Quand Maurice Pottecher inaugura le Théâtre du Peuple en 1895, son objectif était de proposer soudain, dans un contexte où la culture était quasiment inaccessible, une pièce qui
parlerait à tous, ouvriers, bourgeois, paysans, intellectuels…
Pendant plus de soixante ans, il inventa une œuvre qui tirait sa sève de la spécificité du public auquel il voulait d’adresser, en assumant et profitant des contingences
historiques locales. Le Théâtre du Peuple se développa et rayonna grâce à ce geste poétique dont l’humanisme était la racine.
Le contexte sociologique et culturel est bien différent 113 ans après, mais le Théâtre du Peuple reste un lieu qui réclame des inventions originales, des pièces qui revendiquent
moins l’universalité que la justesse de proposition dans un lieu donné, à une époque précise. Je suis convaincu que c’est en fouillant cette pertinence que le public le plus vaste
pourra se sentir concerné par les spectacles de ce théâtre mythique.
Et c’est dans cette optique du « sur mesure » - tout comme en 2007 Les affreuses, conte moderne onirique écrit et mis en scène par moi-même - que j’ai sollicité Rémi
De Vos pour imaginer une pièce qui s’empare du monde moderne pour le traditionnel spectacle de l’après-midi : Le ravissement d’Adèle.
La musique sera pour moi un axe supplémentaire de narration. Interprétée par Olivier Martin-Salvan et un autre musicien (distribution encore en cours), l’environnement sonore et
musical dialoguera par un subtil mélange de création contemporaine, de musique classique et de mélodies ludiques, avec la poésie et le mystère du texte de Rémi De Vos.
Pierre Guillois
La pièce est en cours d’écriture. Elle fera pour finir dans les 200 pages. Il s’agit d’un matériau-texte pour une scénographie particulière.
Voilà comme je vois les choses : les différents espaces privés cohabitent sur scène. Quand l’action se concentre sur un espace précis (les lieux où ça parle), l’action dans
les autres lieux se déroule en mode mineur.
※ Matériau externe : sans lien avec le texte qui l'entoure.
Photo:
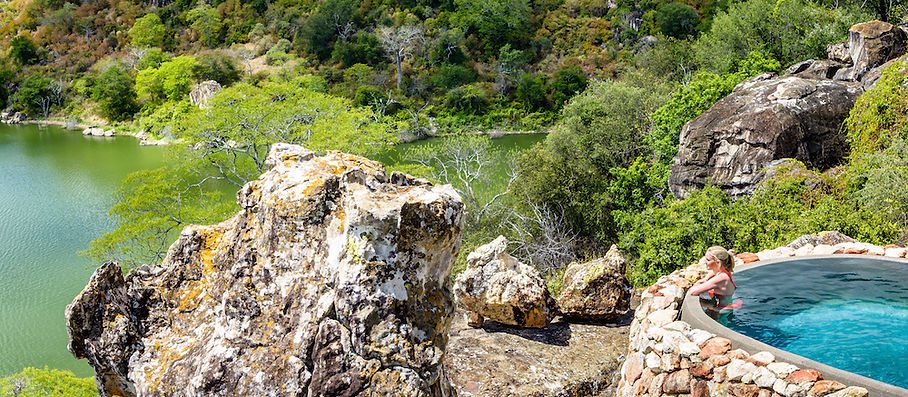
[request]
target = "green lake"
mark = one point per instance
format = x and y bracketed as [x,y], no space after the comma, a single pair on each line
[56,187]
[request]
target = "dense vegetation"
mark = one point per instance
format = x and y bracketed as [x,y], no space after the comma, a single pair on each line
[33,382]
[613,81]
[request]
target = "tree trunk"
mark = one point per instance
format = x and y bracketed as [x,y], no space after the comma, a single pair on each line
[400,74]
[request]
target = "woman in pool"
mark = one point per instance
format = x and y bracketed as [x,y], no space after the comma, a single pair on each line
[717,289]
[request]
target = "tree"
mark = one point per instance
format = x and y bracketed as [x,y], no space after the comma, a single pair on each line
[30,98]
[399,43]
[588,152]
[206,21]
[113,90]
[495,22]
[24,50]
[228,143]
[148,31]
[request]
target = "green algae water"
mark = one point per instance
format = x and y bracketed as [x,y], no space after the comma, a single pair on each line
[56,187]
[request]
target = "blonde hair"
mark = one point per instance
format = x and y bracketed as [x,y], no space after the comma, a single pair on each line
[723,256]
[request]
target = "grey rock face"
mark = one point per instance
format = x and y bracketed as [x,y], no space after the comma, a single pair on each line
[497,286]
[767,118]
[332,281]
[730,144]
[596,290]
[203,91]
[871,44]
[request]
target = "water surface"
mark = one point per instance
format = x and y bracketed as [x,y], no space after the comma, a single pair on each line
[55,191]
[850,313]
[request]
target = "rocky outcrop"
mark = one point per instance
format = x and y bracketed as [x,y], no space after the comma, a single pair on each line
[202,92]
[563,359]
[497,286]
[10,117]
[870,44]
[596,290]
[333,280]
[796,115]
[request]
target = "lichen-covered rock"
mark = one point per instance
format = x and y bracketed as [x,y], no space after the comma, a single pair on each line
[596,290]
[497,286]
[829,237]
[333,280]
[732,143]
[871,44]
[203,92]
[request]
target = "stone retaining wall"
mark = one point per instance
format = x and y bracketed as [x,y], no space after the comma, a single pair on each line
[667,357]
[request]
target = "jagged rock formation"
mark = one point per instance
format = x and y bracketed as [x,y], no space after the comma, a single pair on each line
[563,359]
[333,280]
[497,286]
[596,290]
[797,115]
[202,92]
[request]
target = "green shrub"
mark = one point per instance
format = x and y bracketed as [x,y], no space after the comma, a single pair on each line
[677,20]
[565,83]
[24,50]
[686,103]
[113,90]
[448,76]
[217,66]
[788,31]
[880,115]
[531,91]
[33,382]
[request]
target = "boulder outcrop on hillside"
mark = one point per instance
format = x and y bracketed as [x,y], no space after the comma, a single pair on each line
[333,280]
[497,286]
[203,92]
[796,115]
[784,117]
[596,290]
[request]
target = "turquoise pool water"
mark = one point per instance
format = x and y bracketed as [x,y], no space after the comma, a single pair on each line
[850,313]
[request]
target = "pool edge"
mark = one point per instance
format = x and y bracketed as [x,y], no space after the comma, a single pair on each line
[694,315]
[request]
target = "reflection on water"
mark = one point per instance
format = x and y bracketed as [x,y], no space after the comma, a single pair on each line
[55,190]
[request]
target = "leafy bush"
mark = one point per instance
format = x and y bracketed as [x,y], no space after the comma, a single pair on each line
[880,115]
[113,90]
[788,31]
[677,20]
[217,66]
[565,83]
[600,130]
[148,31]
[470,99]
[32,91]
[33,382]
[24,50]
[531,91]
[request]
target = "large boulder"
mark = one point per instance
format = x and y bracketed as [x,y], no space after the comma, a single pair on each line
[497,286]
[596,290]
[203,92]
[764,119]
[332,280]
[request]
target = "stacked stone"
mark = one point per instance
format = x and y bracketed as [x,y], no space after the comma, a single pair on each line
[667,357]
[825,243]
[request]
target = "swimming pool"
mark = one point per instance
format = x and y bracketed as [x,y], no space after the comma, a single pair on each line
[846,311]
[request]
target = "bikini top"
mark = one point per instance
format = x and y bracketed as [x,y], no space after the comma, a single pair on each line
[732,283]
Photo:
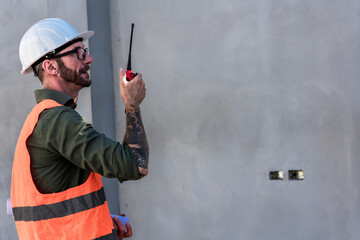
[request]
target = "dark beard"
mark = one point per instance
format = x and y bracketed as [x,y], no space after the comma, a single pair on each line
[70,75]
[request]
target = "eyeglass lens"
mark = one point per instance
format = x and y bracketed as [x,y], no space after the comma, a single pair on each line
[81,53]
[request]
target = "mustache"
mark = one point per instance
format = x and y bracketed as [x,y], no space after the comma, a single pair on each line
[85,69]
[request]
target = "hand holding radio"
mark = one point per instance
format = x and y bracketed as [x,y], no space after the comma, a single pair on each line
[132,92]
La difficulté (une des difficultés!) est qu’il est fortement souhaitable que cela parle en même temps dans différents espaces - mais moins, beaucoup moins, des phrases courtes -
et à des moments bien définis qui ne gêneront pas le cours du jeu. (A un moment, ils se mettront tous à parler en même temps, et l’on ne comprendra rien !) C’est un des
aspects de la pièce que je ne pourrai aborder qu’avec Pierre et les acteurs en cours de répétition. Les espaces seront habités ou pas selon les décisions de mise en scène prises
durant le travail sur le plateau. J’imagine pas mal de mouvements, d’entrées et de sorties, de croisements… On ne pourra comprendre certaines choses énoncées dans un espace qu’à
partir d’actions silencieuses aperçues dans d’autres, avant ou après l’énonciation. C’est un travail qui demandera une extrême précision dans l’écriture et la mise en scène et
beaucoup de concentration de la part des acteurs qui joueront la pièce.